Martha J. Fleischman
June 10, 2024
A fine scholar who expressed many original ideas throughout his career, including original studies of American Luminist landscapes, the work of Andrew Wyeth and Winslow Homer, and the idiosyncratic still life paintings of John F. Peto. John ably served on our board of The American Art Journal for many years and, in 1998, was the very first recipient of the Lawrence A. Fleischman Award for Scholarly Excellence in the Field of American Art History, bestowed by The Archives of American Art, Smithsonian Institution. He made an enormous contribution to the field of American art history and prudently advised many collectors and museums, sharing his knowledge and offering wise council. He was an unusual and sensitive gentleman and will always be missed.
Joyce Hill Stoner
June 9, 2024
John Wilmerding truly embodied what is meant by a gentleman and scholar. I knew his scholarly publications for many years, but in 1999, when I joined the board of the Wyeth Foundation I saw him twice a year for meetings, lunches, and dinners for the next 25 years. I loved to sit next to him and hear about his new and often surprising book projects, such as the unexpected places artists might choose to place their signatures or artworks that showed subjects wearing spectacles. [It was a great triumph if I could come up with an example, from my world of art conservation, of an instance he did not already know about, such as Benjamin Franklin's spectacles in a Red Grooms sculpture.] We shall deeply miss his presence and his thoughtful comments at our upcoming meetings.

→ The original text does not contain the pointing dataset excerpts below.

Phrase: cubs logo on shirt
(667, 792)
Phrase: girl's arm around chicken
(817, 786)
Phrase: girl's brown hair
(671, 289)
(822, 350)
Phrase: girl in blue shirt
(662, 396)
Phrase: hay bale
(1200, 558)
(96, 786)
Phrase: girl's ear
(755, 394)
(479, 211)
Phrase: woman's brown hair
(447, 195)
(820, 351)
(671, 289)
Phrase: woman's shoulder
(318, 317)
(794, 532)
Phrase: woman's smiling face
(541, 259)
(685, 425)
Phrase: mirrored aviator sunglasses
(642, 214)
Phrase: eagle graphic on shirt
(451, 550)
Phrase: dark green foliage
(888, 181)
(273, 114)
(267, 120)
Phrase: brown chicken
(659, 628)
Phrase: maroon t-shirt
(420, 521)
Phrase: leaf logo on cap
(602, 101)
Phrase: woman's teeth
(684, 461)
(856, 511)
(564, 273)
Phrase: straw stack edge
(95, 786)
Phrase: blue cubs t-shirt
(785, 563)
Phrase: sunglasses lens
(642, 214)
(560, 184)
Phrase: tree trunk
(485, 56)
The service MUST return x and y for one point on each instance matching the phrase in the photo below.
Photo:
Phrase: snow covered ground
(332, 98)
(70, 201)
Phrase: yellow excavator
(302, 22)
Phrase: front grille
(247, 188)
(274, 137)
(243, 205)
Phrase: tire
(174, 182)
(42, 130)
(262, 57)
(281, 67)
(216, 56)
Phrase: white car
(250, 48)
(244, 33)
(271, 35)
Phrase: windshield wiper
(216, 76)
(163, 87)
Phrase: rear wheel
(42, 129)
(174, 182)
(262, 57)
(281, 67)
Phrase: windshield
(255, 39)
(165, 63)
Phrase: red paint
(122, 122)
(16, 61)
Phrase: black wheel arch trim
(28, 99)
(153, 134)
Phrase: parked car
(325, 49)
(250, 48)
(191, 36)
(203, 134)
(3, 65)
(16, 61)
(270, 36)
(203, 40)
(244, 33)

Joyce Hill Stoner
Bartle Bull
June 9, 2024
As one of John Wilmerding's longest -serving close friends, I am struck by how deeply he is missed by many, including by myself. In the spring of 1957, John invited me to be his roommate for our next three years as Harvard undergraduates.. We continued as roommates during graduate school as we pursued our different interetss. Neither of us was very athletic, and we enjoyed different intellectual interests, both at college and thereafter. But we shared a delight in stimulating and witty conversation. He was the first of my friends to find an avocation at a serious high level. I remember when he bought his first distinguished piece of art, a marine painting by Fitz Hugh Lane, which he especially treasured for its use of light on sea and air. He always admired his grandmother, the great collector Electra Havemayer Webb, for her early dedication to American art. He extended that interest as a student, a collector and as a distinguished professor and curator. In both his writings and his conversation, John had a rare gift of using words to describe and explicate the deeper qualities and artistic role of any work he was discussing. John Wilmerding's qualities and character will live on through his teachings, his writings and his generous gifts to ur nation.